Richard Katz (November 21, 1888 - November 8, 1968), was a German journalist, travel writer, and essayist from Bohemia. While writing both grandiose and humble prose, his style is consistently imbued with a sense of humor, humility and love for all things living.

==Early years==
Richard Katz was born on November 21, 1888, in Prague, Austria-Hungary (now Czech Republic). His family was an ethnic minority of Sudeten Germans living in the Sudetenland.

After graduation, Katz studied law at The German University in Prague. During his studies, he wrote for a variety of newspapers and magazines. Upon graduation, he began work with the now defunct Vossische Zeitung newspaper in their Prague office. During this placement, he spent a year in East Asia working as a traveling reporter.

==Career in journalism==
After the First World War, Katz moved to Leipzig and in 1924 he became director of the Leipzig Publishing Company, a position he held for two years. In the years between 1928 and 1930, he was a clerk for the Ullstein publishing house in Berlin. While working in this position, Katz founded the Green Post, a periodical which very quickly reached a circulation of over one million. The financial success allowed Katz to establish himself as an independent writer, giving him the freedom to travel the world while writing of his experiences.

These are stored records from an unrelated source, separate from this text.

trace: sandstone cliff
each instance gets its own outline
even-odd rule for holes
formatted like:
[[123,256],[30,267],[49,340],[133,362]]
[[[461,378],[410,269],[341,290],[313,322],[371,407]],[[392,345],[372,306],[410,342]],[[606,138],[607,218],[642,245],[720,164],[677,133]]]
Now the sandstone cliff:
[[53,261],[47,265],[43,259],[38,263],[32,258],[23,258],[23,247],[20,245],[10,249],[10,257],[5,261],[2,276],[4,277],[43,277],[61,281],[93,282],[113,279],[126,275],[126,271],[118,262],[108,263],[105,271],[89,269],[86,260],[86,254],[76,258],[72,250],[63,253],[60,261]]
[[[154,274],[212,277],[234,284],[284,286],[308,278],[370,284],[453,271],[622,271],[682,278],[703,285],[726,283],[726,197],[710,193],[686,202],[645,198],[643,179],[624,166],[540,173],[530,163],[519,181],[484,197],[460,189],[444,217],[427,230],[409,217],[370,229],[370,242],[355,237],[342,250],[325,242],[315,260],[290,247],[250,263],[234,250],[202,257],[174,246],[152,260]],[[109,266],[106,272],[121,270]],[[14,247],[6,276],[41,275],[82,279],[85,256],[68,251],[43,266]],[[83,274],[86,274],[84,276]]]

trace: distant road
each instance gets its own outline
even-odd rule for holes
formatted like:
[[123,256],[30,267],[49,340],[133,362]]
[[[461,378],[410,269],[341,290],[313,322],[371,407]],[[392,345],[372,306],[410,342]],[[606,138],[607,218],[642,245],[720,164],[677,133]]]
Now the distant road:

==Travel and publication==
During the period between 1925 and his death, Katz published nearly thirty-five volumes, mostly personally written journalistic travel books. In the late twenties, his five-book series Die Weite Weite Welt (The Wide, Wide World) emerged, including Ein Bummel um die Welt, Funkelnder Ferner Osten, Heitere Tage mit braunen Menschen, Schnapps Kokain und Lamas, Ernte (name translations below). His other areas of interests were animals – specifically dogs – and gardening. Some of his most refreshing works center around the personalities of dogs, and the methods one must employ to be a successful gardener.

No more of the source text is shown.